« Les Grandes Plaines peuvent causer un genre de vertige horizontal ». Sensation qui saisit le lecteur au fur et à mesure qu’il tourne les pages de cet album. Nous sommes au 19e siècle en Amérique du Nord, un photographe accompagne un géologue dans une mission de reconnaissance, un troisième larron fait office de domestique. Le trio déambule au milieu de paysages sans limite d’horizon, sauvages, et peuplés d’Indiens.
Le bel Oscar Forrest est un esthète en fuite à la suite d’une histoire d’escroquerie à l’image. Préfigurant le logiciel Photoshop, quelques manipulations techniques lui ont permis d’insérer le portrait de personnes décédées aux côtés de vivants. En créant l’illusion, il a ainsi berné ses clients. Stingley incarne un géologue aux visées entrepreneuriales très affirmées. De la topographie au relevé démographique parmi les autochtones, ces informations lui permettent de programmer un futur aussi rationnel qu’il sera parfait. Il est fruste, célibataire, machiste et sévère. Quant au troisième protagoniste, il se promène dans les grands espaces sans que l’on sache réellement qui il est, du moins au départ, puisque le scénario le révèle chemin faisant. Aux marges du récit, un personnage énigmatique se promène. Rappelant « Angel Face », le fameux tueur à gages au visage défiguré de la série « Blueberry », il alimente en mystère une trame qui s’inscrit tout de même dans le genre western. En effet, les Comanches sont encore là. Ils apparaissent en arrière-plan, oscillant entre un chaman ésotérique et un peuple bafoué.

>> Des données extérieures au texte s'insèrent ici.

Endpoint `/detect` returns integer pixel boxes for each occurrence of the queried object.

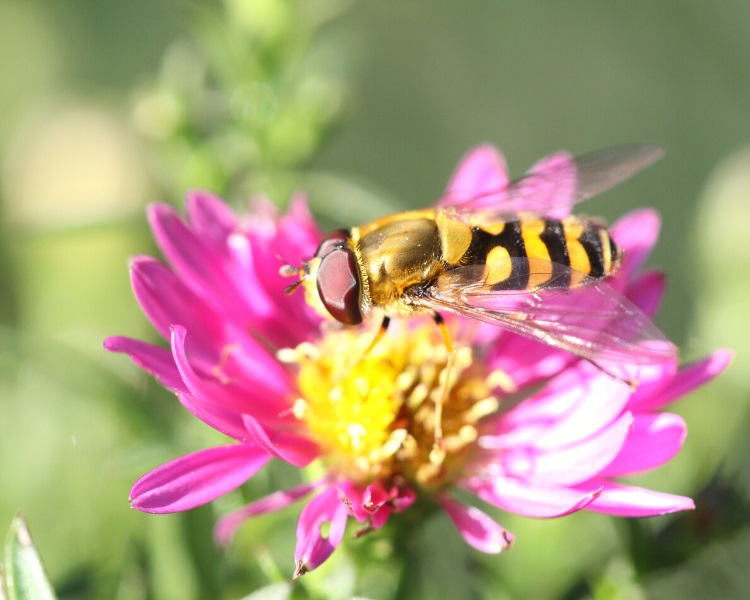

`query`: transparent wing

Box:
[413,259,675,365]
[439,144,664,216]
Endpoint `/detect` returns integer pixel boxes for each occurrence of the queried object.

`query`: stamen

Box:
[285,323,498,489]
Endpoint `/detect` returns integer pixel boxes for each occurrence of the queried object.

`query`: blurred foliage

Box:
[132,0,350,201]
[3,514,58,600]
[0,0,749,599]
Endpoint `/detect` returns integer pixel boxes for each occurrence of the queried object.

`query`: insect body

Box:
[285,145,675,368]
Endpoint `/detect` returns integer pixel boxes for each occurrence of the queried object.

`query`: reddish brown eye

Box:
[316,246,362,325]
[314,229,351,259]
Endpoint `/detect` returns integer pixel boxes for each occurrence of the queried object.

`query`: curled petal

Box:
[178,393,249,441]
[294,487,349,577]
[336,481,404,530]
[438,495,513,554]
[601,413,686,476]
[582,481,695,517]
[170,325,291,426]
[103,336,185,393]
[130,444,269,514]
[242,414,318,468]
[214,481,322,546]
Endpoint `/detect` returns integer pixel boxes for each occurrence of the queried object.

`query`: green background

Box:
[1,1,748,598]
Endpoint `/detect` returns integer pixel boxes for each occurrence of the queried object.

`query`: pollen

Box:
[282,321,499,489]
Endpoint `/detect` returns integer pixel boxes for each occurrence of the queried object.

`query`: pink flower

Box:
[105,145,730,578]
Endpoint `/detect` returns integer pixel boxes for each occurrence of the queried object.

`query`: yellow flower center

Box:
[279,321,500,489]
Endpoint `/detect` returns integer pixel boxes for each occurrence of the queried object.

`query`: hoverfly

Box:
[282,144,675,449]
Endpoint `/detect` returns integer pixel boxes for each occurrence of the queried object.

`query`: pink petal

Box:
[294,487,349,577]
[638,349,733,412]
[611,208,661,279]
[601,413,686,476]
[521,151,576,218]
[178,393,249,441]
[234,231,321,344]
[186,190,238,253]
[242,414,318,468]
[624,270,665,318]
[582,481,694,516]
[103,336,186,393]
[498,412,634,486]
[389,486,417,513]
[130,256,224,356]
[464,475,601,518]
[276,194,325,265]
[214,481,322,546]
[336,481,398,529]
[441,144,509,204]
[495,366,631,450]
[133,256,297,393]
[130,444,269,513]
[170,326,292,427]
[438,495,513,553]
[148,204,249,319]
[486,332,576,392]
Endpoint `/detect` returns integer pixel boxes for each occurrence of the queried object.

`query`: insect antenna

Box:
[283,280,303,295]
[279,261,306,295]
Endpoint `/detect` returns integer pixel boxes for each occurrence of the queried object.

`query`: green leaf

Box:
[3,514,57,600]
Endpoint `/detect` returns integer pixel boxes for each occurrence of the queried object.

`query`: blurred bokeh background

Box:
[1,1,749,598]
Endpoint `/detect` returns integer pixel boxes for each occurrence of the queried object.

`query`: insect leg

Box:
[431,313,455,465]
[361,316,391,357]
[584,358,638,391]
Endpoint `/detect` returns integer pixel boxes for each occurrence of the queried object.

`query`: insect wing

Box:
[417,259,675,365]
[439,144,664,217]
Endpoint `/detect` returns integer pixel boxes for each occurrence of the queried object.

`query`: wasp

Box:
[283,145,675,452]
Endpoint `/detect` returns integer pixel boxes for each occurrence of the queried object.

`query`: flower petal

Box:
[335,481,403,530]
[170,325,292,426]
[148,204,249,320]
[522,151,576,218]
[494,366,631,449]
[442,144,509,202]
[214,481,322,546]
[178,393,249,441]
[600,413,686,476]
[130,256,224,359]
[130,444,269,514]
[498,412,634,486]
[611,208,661,279]
[582,481,694,516]
[294,487,349,577]
[465,475,601,518]
[625,269,665,317]
[633,349,733,412]
[242,414,318,468]
[103,336,185,393]
[186,190,238,253]
[438,495,513,553]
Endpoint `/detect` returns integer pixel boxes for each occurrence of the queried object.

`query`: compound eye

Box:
[316,246,362,325]
[314,229,351,259]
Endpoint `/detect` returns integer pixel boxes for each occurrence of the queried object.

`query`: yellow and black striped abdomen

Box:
[462,215,621,290]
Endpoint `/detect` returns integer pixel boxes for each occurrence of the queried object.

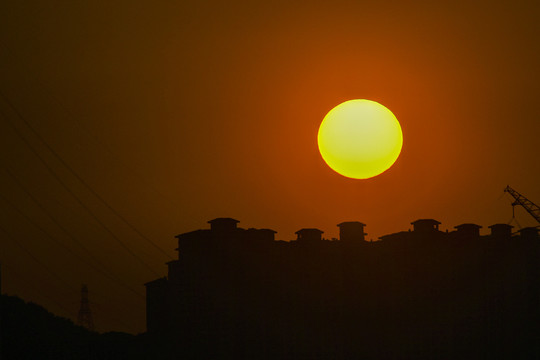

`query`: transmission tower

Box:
[77,284,95,331]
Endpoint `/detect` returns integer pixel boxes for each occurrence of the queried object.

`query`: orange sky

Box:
[0,0,539,333]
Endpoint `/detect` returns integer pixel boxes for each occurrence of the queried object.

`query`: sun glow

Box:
[318,99,403,179]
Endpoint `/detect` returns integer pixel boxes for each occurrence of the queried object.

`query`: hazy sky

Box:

Reprenant les codes du genre, la scénariste Loo Hui Phang délivre une vision du western tourné vers le fantastique. Frederik Peeters s’est déjà frotté au paranormal avec l’excellent « Lupus » ou la récente série « Aâma ». En revanche, si les mythes de l’Ouest sont délaissés, à la fin, ce sont toujours les Indiens qui perdent.